本書では、個人ブログを中核の情報発信ツールととらえ、情報発信と単なる情報交流との違いや、ノウハウとしての情報発信の質、量、頻度のコツについて記述があります。その中でもタイトルにある通り、情報発信のテーマを「好き」なことに注目してハードルを下げ、まずスタートを切ることが大切だと述べています。
ブログを中核とした情報発信について、どのように世の中に知ってもらえるのか、更には、タイトルにある通り実際に「お金」にどのように転換していくのかについても述べられています。
SNSとの連携やその後の展開としての出版やセミナー運営のノウハウについて、もちろん記述がありますが、それよりも「お金」に転換するための大事な心構えとして、損得勘定は抜きにして、信頼される内容であることが大切だと述べられています。
また、本書では情報発信によって、通常の自己実現と言われる富や名声だけではなく、ブログなどの影響力を行使し、自己実現を超える自己超越や第三人称の自己実現を獲得できると述べられています。

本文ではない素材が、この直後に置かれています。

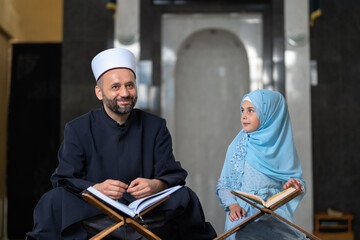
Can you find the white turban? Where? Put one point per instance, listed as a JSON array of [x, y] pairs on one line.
[[111, 59]]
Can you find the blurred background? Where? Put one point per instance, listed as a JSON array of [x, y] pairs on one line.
[[195, 61]]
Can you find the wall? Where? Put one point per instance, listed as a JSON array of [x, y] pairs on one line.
[[297, 59], [21, 21], [335, 46]]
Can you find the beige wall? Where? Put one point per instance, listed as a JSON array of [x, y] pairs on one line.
[[21, 21]]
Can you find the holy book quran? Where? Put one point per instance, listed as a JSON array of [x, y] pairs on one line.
[[135, 207], [274, 201]]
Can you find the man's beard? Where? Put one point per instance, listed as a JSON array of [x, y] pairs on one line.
[[113, 106]]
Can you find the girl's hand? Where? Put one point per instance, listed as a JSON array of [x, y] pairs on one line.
[[236, 212], [294, 183]]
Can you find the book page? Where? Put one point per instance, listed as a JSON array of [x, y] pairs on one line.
[[118, 205], [141, 204], [252, 197], [277, 197]]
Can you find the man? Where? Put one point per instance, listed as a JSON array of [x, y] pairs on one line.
[[124, 153]]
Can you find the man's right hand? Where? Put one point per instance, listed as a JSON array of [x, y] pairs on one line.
[[114, 189]]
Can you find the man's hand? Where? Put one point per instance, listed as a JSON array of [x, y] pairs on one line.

つまり、自身の情報発信を受けた人々から感謝され、称賛される状態のことです。これを繰り返すことで、「お金」を獲得できるだけでなく、更に視座を高く、視野を広げることにより、情報発信のグレードが上がり、人生のグレードも上がる良いスパイラルに入ることができるとも指摘しています。
企業経営の場面において、今まで以上に顧客や人材獲得のためにパーソナリティー溢れる特色を出し、差別化を図るため情報発信が不可欠な環境にあるのではないでしょうか。本書ではそれらの情報発信を必要とする企業経営者にとって有用な書籍と言えます。
また、働き方改革で時間の創出が可能になり、起業、独立を目指す会社員が次のステップを踏み出すまでの準備期間に有効なスキルやノウハウが詰まった書籍とも言えます。